Over the past year, I had poured my inheritance, my wealth, every ounce of it, into this pack’s needs.

My inheritance given to me by my family, my family’s pride… all given freely for a future I thought was mine.

And now I was supposed to welcome a she-wolf who would tear that future in half.

Damian finally snapped. “Enough! I’m done arguing. I only came to tell you. Whether you accept it or not doesn’t change the outcome.”

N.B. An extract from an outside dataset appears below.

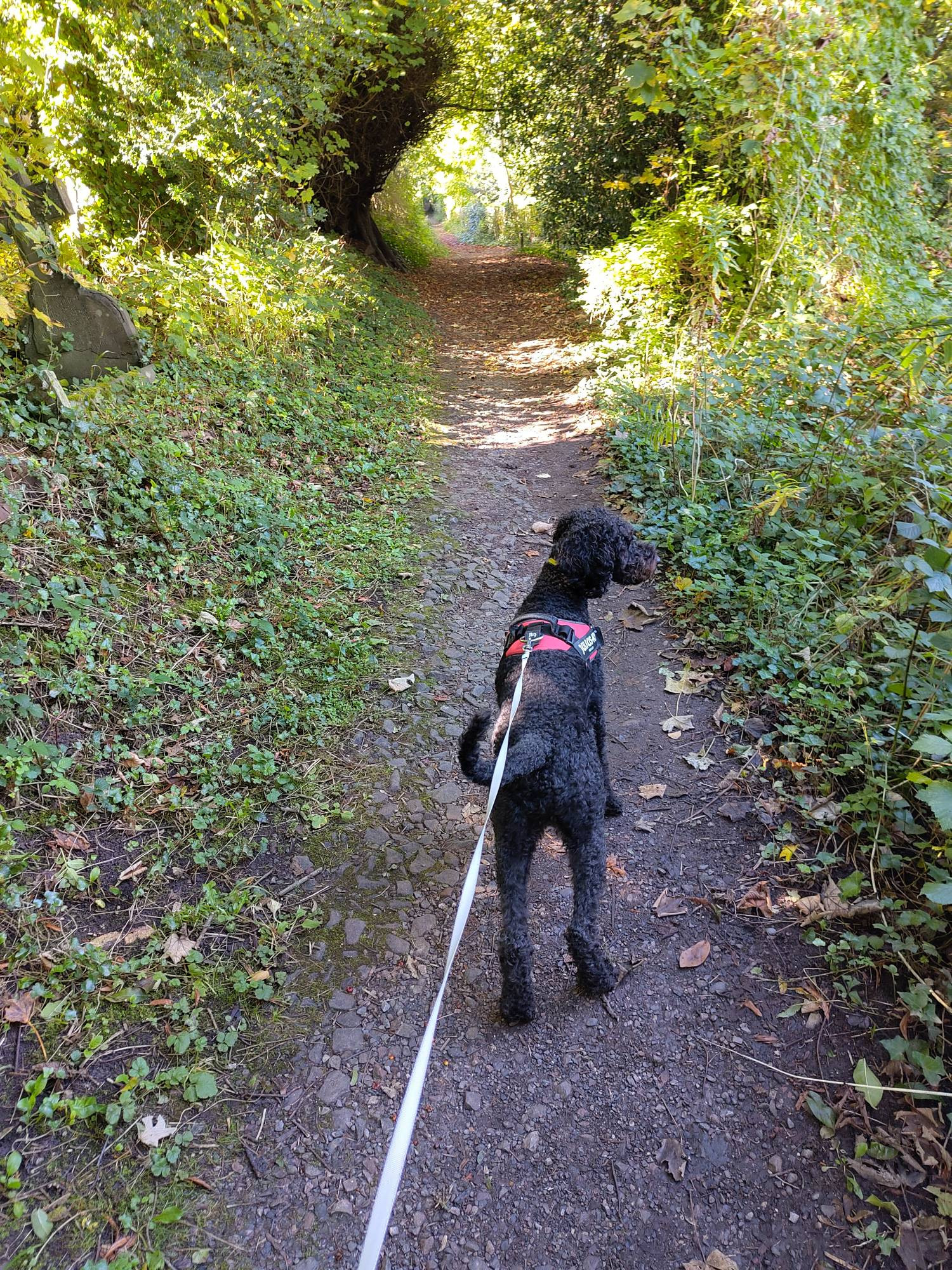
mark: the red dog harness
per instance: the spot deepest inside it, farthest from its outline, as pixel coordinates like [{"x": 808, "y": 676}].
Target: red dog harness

I watched him walk away—no tenderness, no trace of the wolf who once swore to protect me. Just cold Alpha command.

I stood frozen, tears streaming down, until a thought struck me. Why cry for a man who could hurt me so easily?

I stood, wiped my tears, tore off the nightgown, and snuffed out every candle in the room before yelling for my maid.

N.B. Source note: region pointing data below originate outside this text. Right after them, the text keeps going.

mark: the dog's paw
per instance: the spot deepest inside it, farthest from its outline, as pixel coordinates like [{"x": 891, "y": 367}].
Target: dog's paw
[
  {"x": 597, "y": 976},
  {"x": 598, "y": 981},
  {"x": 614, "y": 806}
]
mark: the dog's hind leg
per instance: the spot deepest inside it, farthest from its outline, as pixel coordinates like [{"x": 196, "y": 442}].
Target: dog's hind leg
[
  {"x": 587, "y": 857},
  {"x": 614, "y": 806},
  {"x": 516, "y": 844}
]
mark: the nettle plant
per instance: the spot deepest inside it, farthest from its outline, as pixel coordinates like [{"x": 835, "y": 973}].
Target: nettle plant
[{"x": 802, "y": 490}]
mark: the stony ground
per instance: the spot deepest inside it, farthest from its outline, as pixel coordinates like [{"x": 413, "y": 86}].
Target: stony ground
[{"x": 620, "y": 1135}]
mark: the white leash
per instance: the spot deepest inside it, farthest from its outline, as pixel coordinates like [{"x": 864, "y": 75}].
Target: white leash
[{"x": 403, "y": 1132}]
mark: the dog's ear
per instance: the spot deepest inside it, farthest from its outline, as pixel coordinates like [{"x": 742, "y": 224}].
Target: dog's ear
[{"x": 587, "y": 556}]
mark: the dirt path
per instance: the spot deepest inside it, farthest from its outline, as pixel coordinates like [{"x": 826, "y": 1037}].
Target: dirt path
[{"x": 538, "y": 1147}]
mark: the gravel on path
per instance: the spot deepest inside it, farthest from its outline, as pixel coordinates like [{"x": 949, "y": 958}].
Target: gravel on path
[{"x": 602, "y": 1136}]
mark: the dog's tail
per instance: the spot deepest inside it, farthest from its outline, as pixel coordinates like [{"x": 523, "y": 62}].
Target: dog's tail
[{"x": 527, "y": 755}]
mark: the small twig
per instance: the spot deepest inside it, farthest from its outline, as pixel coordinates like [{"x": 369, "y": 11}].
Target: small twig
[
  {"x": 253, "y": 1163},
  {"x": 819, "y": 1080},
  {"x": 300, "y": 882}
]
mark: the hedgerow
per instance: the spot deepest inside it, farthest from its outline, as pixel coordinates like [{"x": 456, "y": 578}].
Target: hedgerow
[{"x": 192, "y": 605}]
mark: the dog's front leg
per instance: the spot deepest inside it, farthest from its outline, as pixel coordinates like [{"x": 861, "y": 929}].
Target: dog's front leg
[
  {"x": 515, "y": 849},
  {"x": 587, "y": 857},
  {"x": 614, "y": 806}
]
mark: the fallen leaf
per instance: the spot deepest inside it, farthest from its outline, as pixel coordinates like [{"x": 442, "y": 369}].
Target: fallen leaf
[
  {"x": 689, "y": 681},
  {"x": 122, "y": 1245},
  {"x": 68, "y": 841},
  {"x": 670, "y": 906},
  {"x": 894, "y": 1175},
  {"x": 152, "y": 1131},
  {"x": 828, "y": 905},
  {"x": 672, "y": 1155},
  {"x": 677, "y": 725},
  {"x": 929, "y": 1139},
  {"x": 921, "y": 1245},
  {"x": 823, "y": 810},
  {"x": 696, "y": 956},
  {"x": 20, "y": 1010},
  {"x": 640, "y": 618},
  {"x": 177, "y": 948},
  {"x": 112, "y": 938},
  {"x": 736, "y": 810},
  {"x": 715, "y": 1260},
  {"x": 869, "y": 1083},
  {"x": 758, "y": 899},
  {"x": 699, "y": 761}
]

“Yes, Luna? Do you need anything?” Nora asked, worry clear in her voice.

But she saw it.

The tears streaming down my face uncontrollably. “Get the documents of all the bills I covered for this pack. Gather every record. We’re going to the Alpha King for help. I’ll use them to prove how much I’ve done for him and his pack,” I ordered.

“But... Luna, what is going on?” she stuttered.

“Alpha Damian doesn’t want me anymore!” I lashed out. “He brought in another woman and asked me to accept her. After everything I had done for him?”

“I don’t believe he would do that after everything you’ve done,” Nora fumed. She had been with me since day one. She knew of my wealth, something not even the Alpha or his pack fully knew, despite all I’d spent on them. I never let anyone know, but Nora… Nora knew.

“I don’t think I’ll be Luna of this pack anymore. The elders have accepted the other woman. Let her take the role. Let her see how much work it takes.”

“But… your mother chose this mating. And before your father died, didn’t he want you to mate and raise a family?”

At the mention of my parents, a lump rose in my throat. My mother, once so strong, died clutching my hand after the massacre.

My father, the great Alpha of the Shadow Claw pack, had fallen at the Southern Border years ago, alongside my six older brothers. None of them returned.

I was his last daughter. And though I was born female, I was never weak. At seven, I was sent to the werewolf academy to train how to fight, how to lead.

At fifteen, I returned home to find only blood... and a dying mother gasping her final wish.

She gripped me with bloodied hands and made me promise to stay with Alpha Damian, bear children, live a safe, happy life.

The irony now cut deep.

“We’re leaving,” I said. Nora packed what we needed. I’d go to the Alpha King and request freedom from this bond. I would walk away with my head high with no pity, no broken heart.

Nora sniffled. “Luna… where will we go? Back to your father’s old lands? Or…?”

A flash of blood-soaked stones, twisted bodies of my kin, and that deafening silence sliced through me. My pack was gone. Returning wasn’t an option. That place would drag every memory back, every brutal detail I fought to forget.

I swallowed it down. “Anywhere but here.”

Nora hesitated. “If you leave now… that’s exactly what they want.”

I met her eyes, burning. “Then let them have it. If I stay, their lies will strip me down to nothing.”